All too often, people go to see a mortgage lender without having a good idea of what they should be spending on their monthly mortgage payments. (This usually has to do with the fact that they’re not living according to a good budget.) They let the lender tell them how large a loan they qualify for. Then they borrow that full amount, buy the biggest house they can with it, and spend the next thirty years paying a large percentage of their income to the bank in order to stay current on the mortgage.
What’s the problem with this? Well, using too much of your income to pay for your house leaves you unable to do other things with your money. We often refer to this condition as being “house-poor” — you’ve spent so much money on your fancy home that you aren’t able to afford other things that you really need.
It’s easy to get suckered into big mortgages with big monthly payments. After all, housing is almost always the greatest single expense in your family’s monthly budget. Compared to the cost of renting or owning a home, things like feeding ourselves, buying clothes or keeping the utilities on seem like small expenses. And they are small when you look at them one by one. But when you look at all of your life expenses as a whole, they can add up to much, much more than the cost of your monthly mortgage payment. When you account for all of the annual, semi-regular or one-time expenses that come up over the course of life, you begin to realize that you have much, much more to pay for besides your home.

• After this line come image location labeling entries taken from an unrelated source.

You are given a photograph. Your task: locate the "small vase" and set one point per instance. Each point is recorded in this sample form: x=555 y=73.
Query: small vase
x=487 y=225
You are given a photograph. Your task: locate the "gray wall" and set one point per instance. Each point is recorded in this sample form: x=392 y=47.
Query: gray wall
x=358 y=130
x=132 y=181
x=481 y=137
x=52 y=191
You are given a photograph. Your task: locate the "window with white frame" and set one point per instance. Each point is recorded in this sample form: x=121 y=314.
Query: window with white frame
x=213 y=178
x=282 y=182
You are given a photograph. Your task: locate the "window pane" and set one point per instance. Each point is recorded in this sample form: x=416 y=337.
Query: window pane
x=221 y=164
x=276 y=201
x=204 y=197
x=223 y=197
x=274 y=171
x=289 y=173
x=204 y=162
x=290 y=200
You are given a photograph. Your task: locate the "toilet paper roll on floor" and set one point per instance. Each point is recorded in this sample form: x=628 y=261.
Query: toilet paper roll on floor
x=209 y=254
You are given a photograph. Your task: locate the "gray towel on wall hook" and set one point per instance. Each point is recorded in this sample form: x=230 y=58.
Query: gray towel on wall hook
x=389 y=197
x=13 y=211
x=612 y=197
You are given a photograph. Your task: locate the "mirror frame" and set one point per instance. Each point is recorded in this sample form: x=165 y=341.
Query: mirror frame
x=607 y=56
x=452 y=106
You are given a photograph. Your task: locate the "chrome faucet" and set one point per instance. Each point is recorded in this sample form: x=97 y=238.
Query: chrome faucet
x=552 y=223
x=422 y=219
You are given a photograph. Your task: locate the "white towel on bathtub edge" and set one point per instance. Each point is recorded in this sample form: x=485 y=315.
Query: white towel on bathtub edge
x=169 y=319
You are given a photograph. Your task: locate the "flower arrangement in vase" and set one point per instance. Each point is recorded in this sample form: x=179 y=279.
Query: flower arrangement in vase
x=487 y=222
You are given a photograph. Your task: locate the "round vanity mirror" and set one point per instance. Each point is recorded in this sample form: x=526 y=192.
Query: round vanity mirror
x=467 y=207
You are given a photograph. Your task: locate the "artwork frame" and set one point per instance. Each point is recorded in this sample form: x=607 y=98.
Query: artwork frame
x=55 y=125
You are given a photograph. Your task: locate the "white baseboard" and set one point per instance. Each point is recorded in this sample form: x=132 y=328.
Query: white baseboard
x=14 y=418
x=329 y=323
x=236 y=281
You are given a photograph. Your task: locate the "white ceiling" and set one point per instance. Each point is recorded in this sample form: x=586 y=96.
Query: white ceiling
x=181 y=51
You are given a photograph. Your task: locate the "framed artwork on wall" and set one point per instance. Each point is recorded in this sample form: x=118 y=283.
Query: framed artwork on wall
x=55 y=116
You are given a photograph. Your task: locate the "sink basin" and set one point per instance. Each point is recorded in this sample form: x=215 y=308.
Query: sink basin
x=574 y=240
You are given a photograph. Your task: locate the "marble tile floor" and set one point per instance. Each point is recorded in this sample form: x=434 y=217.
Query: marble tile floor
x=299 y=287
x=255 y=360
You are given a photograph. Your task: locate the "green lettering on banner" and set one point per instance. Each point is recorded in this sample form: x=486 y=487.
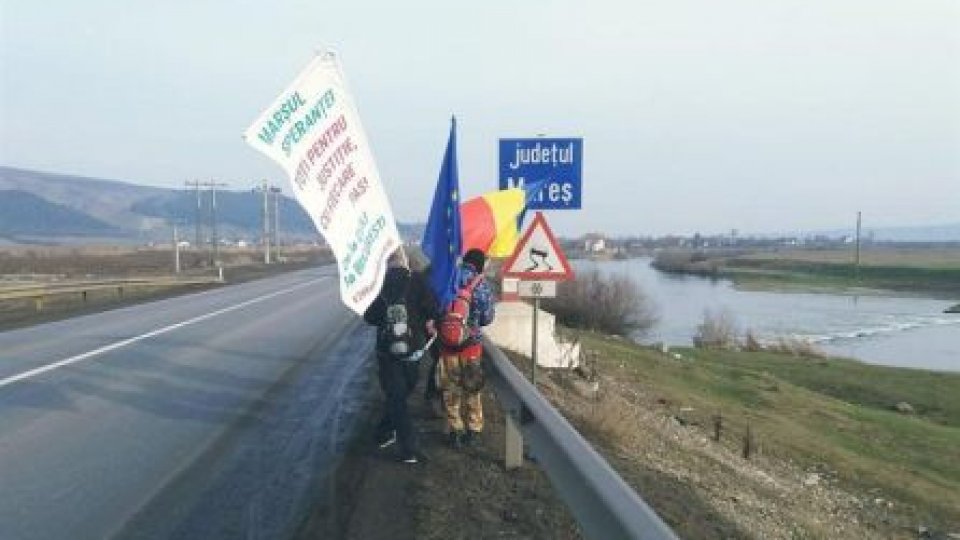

What this means is that our mortgage payments shouldn’t represent too large a portion of our monthly expenditures. It would be tempting to think that you could spend 50% of your income every month on your mortgage. Many people do. But that leaves those people spread dangerously thin. They may have enough money left over to buy clothes, food and utilities, but they often don’t have enough to build an emergency fund, to save money for their next car purchases or to be generous givers. Often, this leads to a lifetime of bondage to consumer debt.
So, how much of your budget should a mortgage payment represent? That’s going to depend a lot on your particular financial situation. Some financial teachers recommend that you keep your payments to 25% of your monthly take-home pay. Depending on your life circumstances, you may be able to safely go up to 35%. But beyond that, things begin to get risky.
These numbers may sound conservative, and they are. But there’s a point to all of this: Being conservative with our home loans allows us to be liberal with our giving. Having small house payments allows us to invest for a big future. Most importantly, manageable house payments free us from the stress of constantly struggling to make ends meet. If you exercise caution in the size of your mortgage, you’re not going to have the biggest house on the block. What you will have, though, is financial peace.